Friday, September 14, 2007

24 Talk and Now What?

I am usually 5-7 years behind every trend. So, if it's too late for readers to be interested in commentary on 24, the television series of now six seasons, I understand. I just got hooked a few months ago. My wife and I, who tend to buy or rent a television series instead of watching it during the year, got introduced to 24 recently. Before that we were introduced to Lost, and liked the first two years of that and lost interest during the third. I think it was my daughter who suggested both.

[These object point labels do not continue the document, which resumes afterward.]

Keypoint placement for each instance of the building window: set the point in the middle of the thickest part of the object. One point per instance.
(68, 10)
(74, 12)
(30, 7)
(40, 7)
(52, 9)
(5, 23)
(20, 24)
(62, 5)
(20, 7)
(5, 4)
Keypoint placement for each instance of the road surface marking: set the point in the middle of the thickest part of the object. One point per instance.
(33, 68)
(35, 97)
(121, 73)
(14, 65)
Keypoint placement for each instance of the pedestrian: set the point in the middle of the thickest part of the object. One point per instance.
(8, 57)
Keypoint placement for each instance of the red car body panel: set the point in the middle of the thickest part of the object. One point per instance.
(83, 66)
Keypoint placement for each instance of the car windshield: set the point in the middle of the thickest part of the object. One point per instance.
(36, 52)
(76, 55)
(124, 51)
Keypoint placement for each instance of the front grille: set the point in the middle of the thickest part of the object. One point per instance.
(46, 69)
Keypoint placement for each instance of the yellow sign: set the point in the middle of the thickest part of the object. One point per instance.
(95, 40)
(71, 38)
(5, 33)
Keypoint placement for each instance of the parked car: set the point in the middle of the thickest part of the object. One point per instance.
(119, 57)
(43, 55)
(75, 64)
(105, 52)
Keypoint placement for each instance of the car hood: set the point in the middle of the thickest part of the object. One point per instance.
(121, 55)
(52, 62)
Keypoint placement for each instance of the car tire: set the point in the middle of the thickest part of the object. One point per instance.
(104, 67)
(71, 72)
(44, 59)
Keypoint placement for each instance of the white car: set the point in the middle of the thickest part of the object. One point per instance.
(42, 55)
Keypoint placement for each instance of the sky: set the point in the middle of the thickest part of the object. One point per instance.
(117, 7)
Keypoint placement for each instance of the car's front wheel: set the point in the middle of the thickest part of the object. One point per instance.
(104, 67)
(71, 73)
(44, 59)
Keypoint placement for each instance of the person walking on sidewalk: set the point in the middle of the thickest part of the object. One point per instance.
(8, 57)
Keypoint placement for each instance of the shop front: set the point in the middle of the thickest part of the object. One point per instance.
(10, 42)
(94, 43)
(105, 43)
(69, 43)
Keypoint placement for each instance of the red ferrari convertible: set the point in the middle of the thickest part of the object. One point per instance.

We're almost done year five of 24, with no flagging interest and I'm sorry year six is the last. Here are some general comments and a few criticisms.
  • Year 1 is fantastic. Palmer is great as is Jack.
  • Note to Kim: Men = Lock down in cave, car, or jail cell. Consider other sexual orientation.
  • Seriously, there has been no year when the "daughter thread" hasn't annoyed me. Even now in Year 5. Here Jack has just kept her alive by keeping anonymity and she's "needing time" before she can forgive him. Of what? She annoys the hell out of me, big boobs and all.
  • Chloe is a favorite character.
  • Tony's tilted head twitch is annoying.
  • Why are a lot of the bad guys gay, slightly gay, or metrosexual? Kims latest boyfriend, a lot of the terrorists, Kay's assistant in Year 5.
  • I disliked the Year that had the blood nose dripping disease. That was gross.
  • I liked Michelle's low cut dresses and heaving breasts. I miss them, I mean her.
  • Jack doing the paddle heart shock treatment to Audrey's husband was "jumping the shark." I can understand him flying airplanes and all the acrobatics but where in CTU training do you learn that?
  • Year 4 is my favorite, especially the end, when Jack is cast off, James Dean style. Righteous and rejected rebel. Great stuff.
  • Year 5 is good. Is the Secret Service agent cool, or what? The President is a great character, because you have to dislike him, but you sometimes pity and almost like him. He is a complex character not often seen in TV. I do see flashes of Nixon, or the public perception of Nixon.
  • The Department of Defense guy (Audrey's father) was out of character when he attacked Jack. All along he had been the cool, sensible one, then he turns into Mr. Politician, zaps Jack in the neck and runs off leaving his daughter behind. Not believable.
  • How many woman can Jack fall in love with in a six year period? He's had more soulmates than a squad of high school cheerleaders. James Bond made no such pretense.
Please, I am at the end of 24 and need suggestions for a similar television series? 24 has about all the soap opera type element I can take, and at times Jack gets a little too in touch with his feminine side, so Desperate Housewives is out for me, as is anything with a hospital in it. Suggestions? Jeromey? Andrew?